On Sunday, she watched in horror as their house became engulfed in black smoke from a fire that would kill the three children and two young cousins. Two adults escaped — one who jumped in the wading pool on the sidewalk.

"You can't explain tragedy," Johnston said.

The one-alarm fire started around 8 a.m. Sunday in a two-story stucco rowhouse in the city's Kensington neighborhood (search) and took just nine minutes to extinguish, Fire Commissioner Lloyd Ayers said.

But the attempted rescue of the children was hampered by the security bars on some of the home's windows, he said.

"The bars usually keep us from getting in and keep residents from getting out," Ayers said. "There were so many things that came together to spell disaster."

It was not known whether the home had smoke detectors.

Officials would not release the names or ages of the victims, but neighbors said the boy and four girls ranged in age from 6 months to 6 years old.
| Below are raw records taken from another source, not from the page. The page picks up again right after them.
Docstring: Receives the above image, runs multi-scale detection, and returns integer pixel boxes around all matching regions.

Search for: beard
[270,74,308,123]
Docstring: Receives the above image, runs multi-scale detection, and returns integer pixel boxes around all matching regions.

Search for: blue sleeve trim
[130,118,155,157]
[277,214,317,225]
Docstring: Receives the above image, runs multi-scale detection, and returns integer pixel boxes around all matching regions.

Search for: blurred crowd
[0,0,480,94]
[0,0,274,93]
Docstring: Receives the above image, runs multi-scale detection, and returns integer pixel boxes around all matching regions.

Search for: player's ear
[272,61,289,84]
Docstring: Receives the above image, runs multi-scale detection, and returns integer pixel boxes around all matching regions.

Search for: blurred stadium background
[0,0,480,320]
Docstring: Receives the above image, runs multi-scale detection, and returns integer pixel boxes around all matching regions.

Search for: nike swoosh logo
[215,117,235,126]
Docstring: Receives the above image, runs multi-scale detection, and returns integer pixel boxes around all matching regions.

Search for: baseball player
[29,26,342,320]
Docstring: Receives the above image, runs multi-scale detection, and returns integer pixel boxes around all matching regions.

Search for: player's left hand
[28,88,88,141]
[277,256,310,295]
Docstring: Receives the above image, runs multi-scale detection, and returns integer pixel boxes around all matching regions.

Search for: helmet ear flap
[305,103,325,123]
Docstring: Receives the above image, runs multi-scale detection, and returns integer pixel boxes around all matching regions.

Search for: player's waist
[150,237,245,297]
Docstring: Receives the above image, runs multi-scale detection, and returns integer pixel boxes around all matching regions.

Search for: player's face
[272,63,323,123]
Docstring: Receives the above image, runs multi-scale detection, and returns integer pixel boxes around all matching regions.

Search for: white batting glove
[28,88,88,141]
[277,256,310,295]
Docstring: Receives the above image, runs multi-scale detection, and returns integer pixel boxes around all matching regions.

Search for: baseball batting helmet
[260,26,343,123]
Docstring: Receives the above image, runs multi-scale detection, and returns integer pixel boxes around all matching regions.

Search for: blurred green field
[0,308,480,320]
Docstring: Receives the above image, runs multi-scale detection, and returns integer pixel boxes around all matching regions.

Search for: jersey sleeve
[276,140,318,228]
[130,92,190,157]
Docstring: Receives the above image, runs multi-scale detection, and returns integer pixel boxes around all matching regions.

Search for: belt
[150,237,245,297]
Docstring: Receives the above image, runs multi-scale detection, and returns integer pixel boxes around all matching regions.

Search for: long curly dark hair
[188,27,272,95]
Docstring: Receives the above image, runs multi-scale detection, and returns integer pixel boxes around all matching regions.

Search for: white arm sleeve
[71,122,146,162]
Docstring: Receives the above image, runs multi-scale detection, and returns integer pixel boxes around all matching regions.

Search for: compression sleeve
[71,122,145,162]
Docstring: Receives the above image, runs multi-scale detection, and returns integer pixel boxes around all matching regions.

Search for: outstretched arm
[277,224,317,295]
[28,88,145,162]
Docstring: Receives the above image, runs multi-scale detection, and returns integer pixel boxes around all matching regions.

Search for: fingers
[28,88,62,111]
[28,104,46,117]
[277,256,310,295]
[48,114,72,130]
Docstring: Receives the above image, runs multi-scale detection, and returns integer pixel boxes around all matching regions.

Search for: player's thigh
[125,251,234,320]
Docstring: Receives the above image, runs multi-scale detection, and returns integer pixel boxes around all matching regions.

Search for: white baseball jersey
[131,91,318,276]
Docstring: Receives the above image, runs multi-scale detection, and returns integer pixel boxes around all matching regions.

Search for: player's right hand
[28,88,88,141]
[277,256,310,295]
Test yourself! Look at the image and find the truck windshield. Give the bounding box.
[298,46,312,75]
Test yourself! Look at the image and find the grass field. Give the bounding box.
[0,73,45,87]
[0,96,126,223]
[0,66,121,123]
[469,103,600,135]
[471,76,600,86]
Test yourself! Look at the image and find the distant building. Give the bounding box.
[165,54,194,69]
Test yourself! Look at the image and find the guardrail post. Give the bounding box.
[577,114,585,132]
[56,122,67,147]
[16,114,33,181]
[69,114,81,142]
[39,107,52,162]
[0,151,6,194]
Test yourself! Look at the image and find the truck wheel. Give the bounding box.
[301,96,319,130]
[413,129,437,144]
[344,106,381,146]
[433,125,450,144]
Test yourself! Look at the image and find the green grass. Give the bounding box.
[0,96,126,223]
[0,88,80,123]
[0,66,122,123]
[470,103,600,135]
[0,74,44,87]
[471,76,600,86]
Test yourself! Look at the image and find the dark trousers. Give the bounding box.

Three were siblings and the other two were their cousins, neighbors said.

Firefighters combed through the house Sunday, carting out debris as investigators tried to determine what sparked the fire. Authorities declined to say if there were signs of foul play, but said they would be looking for possible code violations.

Two adults — who were believed to be the parents of the three siblings — managed to escape by jumping from a second-floor window. They were both seriously injured.

Irene Weal, who lives across the street, said the family lived in the home on the block of well-tended brick and stucco houses for a year or two. She called 911 when she saw the smoke and flames pouring out of the home.

"It could have happened to my kids," she said.

Investigators said they believe the fire started on the first floor. Four of the children were found on the second floor and the fifth was on the first floor.